Dean Patrick Clancy (born 20 October 2001) is an Irish amateur boxer who won a gold medal at light welterweight at the 2021 European Under-22 Championships and bronze at the 2023 European Games. He competed at the 2024 Summer Olympics.

==Biography==
Having started boxing aged eight, Clancy had his first exhibition bout at nine-years-old during which he stopped his opponent in round two.

He was 13 when he won his first Irish schoolboys’ title with his maiden international honours coming at the 2017 European Junior Championship where he took a silver medal.

It was silver again at the 2018 European Youth Championships before a fourth-place finish at the 2018 Summer Youth Olympics in Buenos Aires, Argentina, where he lost a box-off for the bronze medal against England's Hopey Price.

Only weeks after his 18th birthday, Clancy won his first Irish national elite title, defeating Patryk Adamus via split decision in the featherweight final in November 2019.

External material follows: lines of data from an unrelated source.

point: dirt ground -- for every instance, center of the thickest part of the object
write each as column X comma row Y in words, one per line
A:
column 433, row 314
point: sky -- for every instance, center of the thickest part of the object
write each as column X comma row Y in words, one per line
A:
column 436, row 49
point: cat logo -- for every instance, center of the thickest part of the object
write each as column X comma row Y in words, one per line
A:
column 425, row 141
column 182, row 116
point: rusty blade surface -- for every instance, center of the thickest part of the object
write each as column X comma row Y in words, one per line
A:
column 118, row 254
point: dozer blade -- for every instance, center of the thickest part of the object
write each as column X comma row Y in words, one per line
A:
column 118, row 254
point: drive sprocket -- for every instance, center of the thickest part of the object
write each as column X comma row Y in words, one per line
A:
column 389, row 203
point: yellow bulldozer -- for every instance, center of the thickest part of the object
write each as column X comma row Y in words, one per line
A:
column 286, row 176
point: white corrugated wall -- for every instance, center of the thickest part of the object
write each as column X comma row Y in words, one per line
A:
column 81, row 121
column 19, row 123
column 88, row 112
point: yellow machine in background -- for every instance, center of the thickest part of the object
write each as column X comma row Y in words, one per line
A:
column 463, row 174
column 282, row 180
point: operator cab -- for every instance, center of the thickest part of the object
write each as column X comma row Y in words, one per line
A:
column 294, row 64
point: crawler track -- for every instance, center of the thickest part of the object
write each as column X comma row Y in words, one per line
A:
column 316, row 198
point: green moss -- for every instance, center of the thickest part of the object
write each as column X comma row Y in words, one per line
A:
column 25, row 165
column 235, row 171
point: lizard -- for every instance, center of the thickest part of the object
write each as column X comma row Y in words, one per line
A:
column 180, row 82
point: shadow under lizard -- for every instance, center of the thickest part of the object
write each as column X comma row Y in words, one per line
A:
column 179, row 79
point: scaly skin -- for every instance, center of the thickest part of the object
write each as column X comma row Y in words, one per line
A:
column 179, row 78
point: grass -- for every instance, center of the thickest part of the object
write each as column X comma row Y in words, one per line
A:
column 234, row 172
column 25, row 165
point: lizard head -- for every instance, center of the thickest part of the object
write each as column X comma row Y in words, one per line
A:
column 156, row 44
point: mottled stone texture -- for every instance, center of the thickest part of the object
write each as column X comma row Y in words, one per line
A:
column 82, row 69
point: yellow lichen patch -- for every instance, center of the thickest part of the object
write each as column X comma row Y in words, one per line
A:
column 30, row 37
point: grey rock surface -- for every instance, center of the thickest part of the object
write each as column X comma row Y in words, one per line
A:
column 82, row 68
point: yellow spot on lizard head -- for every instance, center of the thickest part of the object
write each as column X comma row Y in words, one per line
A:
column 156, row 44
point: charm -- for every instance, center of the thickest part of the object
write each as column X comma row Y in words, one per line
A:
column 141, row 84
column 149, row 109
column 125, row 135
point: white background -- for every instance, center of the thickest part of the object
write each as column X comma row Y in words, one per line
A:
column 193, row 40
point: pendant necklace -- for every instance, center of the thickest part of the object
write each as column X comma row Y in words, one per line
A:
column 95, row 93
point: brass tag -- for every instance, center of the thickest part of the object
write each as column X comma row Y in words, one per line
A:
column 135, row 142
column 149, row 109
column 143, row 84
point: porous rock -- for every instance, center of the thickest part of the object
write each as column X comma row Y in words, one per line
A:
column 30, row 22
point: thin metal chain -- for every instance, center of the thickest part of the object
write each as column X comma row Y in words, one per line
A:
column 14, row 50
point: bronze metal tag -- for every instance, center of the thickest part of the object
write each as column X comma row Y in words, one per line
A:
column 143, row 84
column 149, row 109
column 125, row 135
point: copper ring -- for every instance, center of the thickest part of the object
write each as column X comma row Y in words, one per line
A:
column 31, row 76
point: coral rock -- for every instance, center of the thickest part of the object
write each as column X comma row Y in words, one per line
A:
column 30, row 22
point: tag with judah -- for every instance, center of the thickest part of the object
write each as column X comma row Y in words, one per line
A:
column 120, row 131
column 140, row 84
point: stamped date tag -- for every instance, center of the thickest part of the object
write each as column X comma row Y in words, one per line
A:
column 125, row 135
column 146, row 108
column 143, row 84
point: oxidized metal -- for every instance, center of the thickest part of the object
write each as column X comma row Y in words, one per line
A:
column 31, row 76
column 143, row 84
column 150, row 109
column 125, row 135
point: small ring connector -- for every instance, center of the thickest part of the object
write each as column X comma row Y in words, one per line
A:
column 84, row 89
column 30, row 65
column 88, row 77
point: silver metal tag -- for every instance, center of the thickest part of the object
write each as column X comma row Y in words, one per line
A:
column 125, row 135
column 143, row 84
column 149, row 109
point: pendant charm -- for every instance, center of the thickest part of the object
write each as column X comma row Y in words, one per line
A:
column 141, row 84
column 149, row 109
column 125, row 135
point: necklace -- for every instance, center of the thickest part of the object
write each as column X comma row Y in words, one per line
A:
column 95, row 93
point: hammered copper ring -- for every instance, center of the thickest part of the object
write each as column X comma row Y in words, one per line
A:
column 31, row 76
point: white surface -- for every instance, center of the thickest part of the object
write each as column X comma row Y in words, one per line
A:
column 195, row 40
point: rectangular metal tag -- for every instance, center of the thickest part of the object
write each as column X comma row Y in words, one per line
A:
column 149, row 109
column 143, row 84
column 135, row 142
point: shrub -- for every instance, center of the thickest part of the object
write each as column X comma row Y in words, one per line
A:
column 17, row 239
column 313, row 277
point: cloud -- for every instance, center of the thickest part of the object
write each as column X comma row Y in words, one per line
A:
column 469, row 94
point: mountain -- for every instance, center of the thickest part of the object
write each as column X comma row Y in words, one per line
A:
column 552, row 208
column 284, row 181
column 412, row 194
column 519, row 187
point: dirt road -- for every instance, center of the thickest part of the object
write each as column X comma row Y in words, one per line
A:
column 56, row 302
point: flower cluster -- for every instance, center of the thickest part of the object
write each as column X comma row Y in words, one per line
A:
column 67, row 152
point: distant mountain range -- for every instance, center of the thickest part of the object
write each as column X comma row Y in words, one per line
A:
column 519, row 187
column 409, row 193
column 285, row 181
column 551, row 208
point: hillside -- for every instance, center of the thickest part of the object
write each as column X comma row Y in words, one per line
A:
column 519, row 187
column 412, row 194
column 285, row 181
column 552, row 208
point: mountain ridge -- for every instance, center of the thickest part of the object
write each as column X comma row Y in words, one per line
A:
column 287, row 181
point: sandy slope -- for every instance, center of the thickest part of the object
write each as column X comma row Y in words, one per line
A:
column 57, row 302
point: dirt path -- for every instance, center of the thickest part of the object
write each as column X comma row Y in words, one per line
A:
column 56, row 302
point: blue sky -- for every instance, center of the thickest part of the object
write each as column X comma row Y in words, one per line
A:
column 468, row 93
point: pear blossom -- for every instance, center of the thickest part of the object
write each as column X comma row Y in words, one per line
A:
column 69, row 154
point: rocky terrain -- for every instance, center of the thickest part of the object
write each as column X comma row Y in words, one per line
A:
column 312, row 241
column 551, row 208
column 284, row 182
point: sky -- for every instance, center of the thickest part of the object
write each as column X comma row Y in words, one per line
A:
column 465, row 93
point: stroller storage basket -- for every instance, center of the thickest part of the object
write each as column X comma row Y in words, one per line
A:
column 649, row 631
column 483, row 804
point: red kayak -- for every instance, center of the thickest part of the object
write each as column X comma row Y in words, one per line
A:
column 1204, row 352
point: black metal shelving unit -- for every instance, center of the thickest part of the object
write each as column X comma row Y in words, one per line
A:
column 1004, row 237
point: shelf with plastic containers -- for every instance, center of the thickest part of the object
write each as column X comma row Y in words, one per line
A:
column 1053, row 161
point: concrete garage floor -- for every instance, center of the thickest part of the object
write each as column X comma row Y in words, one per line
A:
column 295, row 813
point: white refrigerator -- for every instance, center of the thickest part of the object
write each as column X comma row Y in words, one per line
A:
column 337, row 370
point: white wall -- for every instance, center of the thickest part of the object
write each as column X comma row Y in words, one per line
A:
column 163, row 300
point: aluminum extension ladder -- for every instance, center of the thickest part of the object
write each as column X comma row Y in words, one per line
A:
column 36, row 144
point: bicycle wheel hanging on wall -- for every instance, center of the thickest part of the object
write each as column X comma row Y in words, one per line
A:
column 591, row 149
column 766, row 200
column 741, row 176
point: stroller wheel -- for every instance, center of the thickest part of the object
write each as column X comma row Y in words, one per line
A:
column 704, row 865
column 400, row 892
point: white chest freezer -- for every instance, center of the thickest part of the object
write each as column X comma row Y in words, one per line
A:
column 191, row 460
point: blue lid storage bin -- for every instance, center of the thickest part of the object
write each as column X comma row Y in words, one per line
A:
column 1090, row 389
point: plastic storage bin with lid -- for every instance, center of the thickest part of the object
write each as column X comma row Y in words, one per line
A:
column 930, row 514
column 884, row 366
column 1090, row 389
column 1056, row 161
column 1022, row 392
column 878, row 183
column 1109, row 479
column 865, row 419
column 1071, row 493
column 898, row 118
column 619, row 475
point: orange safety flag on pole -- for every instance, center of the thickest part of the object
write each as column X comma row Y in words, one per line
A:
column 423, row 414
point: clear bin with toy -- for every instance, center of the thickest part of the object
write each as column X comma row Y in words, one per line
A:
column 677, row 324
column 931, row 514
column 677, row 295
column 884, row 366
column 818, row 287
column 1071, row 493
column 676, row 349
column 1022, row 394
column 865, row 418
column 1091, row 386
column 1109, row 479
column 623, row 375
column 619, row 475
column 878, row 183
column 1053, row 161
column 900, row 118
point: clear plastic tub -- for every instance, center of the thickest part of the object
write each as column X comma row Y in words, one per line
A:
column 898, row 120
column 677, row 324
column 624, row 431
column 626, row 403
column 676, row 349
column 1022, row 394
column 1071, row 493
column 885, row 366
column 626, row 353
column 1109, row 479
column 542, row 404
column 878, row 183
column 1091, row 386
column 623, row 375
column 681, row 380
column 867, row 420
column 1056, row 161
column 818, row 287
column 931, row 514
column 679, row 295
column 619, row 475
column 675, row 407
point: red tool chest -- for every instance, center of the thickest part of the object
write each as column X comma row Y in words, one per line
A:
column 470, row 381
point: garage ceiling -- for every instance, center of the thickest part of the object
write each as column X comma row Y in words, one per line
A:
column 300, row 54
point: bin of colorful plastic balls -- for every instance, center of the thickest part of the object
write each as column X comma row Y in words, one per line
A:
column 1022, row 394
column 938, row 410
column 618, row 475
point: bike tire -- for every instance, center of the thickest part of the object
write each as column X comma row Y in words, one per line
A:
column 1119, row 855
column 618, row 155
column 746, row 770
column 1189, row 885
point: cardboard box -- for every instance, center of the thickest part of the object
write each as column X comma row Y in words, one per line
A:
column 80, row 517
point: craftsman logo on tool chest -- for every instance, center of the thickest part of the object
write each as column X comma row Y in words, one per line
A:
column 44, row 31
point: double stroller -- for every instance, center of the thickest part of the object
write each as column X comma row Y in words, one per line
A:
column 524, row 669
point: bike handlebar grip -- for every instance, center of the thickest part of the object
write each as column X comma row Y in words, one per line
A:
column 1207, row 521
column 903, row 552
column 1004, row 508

After winning four fights in six days to reach the final at the 2021 European Under-22 Championships in Roseto degli Abruzzi, Italy, including beating number 3 seed Nenad Javanovic of Serbia, Clancy won gold when his opponent for the decider, Ahmad Shtiwi from Israel, failed to show-up due to injury therefore handing him the victory by walkover.

Moving into senior international competition, he won a bronze medal in the light welterweight division at the 2023 European Games in Poland, losing to French world champion Sofiane Oumiha in the semi-finals. The result was enough to secure him qualification for the 2024 Summer Olympics in Paris.

Clancy lost in the quarter-finals to Malik Hasanov from Azerbaijan at the 2024 European Amateur Boxing Championships.

Clancy's Olympic place was officially confirmed when Ireland named their boxing team on 28 June 2024. He was drawn to fight Obada Al-Kasbeh from Jordan in the first round on the opening day of the boxing tournament, losing by 3-2 split decision despite his opponent being given a point deduction.

He was selected to represent Ireland in the 65 kg category at the World Boxing Championships in Liverpool, England, in September 2025. After receiving a bye in the first round, Clancy defeated Ihlasbek Kochkarov from Turkmenistan by unanimous decision in his opening bout. But his competition ended in the round-of-16 with a unanimous decision defeat to Georgia's 2024 Olympic bronze medalist, Lasha Guruli.